The bad news is that everything we just discussed also applies to the final bosses, with a few very few exceptions in which they do try to do something different with dire results, as is the case with the second phase of Gluttony. Despite this, confrontations like the one in Lust have seemed very intense and entertaining, so once again, we are faced with a section full of ups and downs.
On the other hand, the inclusion of specific details that draw directly from the Souls series by FromSoftware and that are marking the structure of the adventure, such as a very similar system of checkpoints and progression, has caught our attention. Killing enemies and using particular objects will give us souls that we can invest in these checkpoints to buy items and level up our heroine, which will allow us to raise our three main statistics (Life, Attack and Arcane) according to our preferences.
The death system has also been replicated, so if we are killed, we will return to the last checkpoint and lose all the souls we carry, forcing us to return to the point where we were eliminated to recover them. In addition, we will also have a bottle that we can use to heal ourselves and recharge with the green souls that enemies sometimes drop. Of course, there are objects to improve their number of charges and the healing they give us, although these are usually well hidden by the scenarios.
They are small details that impact our journey and our playstyle, although we can assure you that at the moment of truth, this installment still feels like a true Darksiders.
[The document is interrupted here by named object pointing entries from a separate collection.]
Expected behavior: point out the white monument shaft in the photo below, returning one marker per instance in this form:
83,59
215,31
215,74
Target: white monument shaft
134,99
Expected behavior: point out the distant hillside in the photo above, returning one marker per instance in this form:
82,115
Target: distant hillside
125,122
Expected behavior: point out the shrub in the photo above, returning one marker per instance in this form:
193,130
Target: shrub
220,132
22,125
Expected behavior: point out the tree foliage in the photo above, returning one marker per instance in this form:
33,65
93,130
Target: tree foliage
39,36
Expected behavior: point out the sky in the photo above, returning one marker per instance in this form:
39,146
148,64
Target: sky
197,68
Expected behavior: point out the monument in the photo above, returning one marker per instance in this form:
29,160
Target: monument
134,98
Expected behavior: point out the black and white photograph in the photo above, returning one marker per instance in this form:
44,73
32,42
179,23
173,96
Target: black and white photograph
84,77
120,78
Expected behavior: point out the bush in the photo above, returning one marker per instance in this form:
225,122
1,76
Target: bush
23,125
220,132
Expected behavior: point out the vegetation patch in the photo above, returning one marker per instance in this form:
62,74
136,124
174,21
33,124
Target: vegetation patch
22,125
At the graphic level, it is evident that we are facing a medium budget production, with some models, scenarios and effects that fail to stand out at any time and that are limited to fulfilling their mission without great fanfare, the animations being the best here both of Fury as of the rivals we will face.
Probably what has hurt us the most of all this has been the more than evident downturn that the title has hit at an artistic level, with designs of enemies and uninspired scenarios, without personality and very unattractive on a visual level, except for some particular areas, which makes the exploration less attractive, since almost all the places we will visit are very similar and even, in some instances, “ugly.”
On the other hand, the sound we liked thanks to its fantastic soundtrack, full of very epic, cinematographic and high-quality orchestral themes that know how to create the perfect atmosphere for our adventures.
Darksiders III is a game with as many hits as misses, preventing it from going further and keeping up with its predecessors. Despite this, its peculiar mix of action, puzzles and platforms continues to work very well, resulting in a surprisingly entertaining adventure that manages to overcome its defects to offer you a good time without any pretensions. If you liked the previous installments, which are incredibly original and appreciate what it proposes, you would probably enjoy it without much effort.
We prepared this review with a digital review key for the Switch version of the title provided by Evolve PR.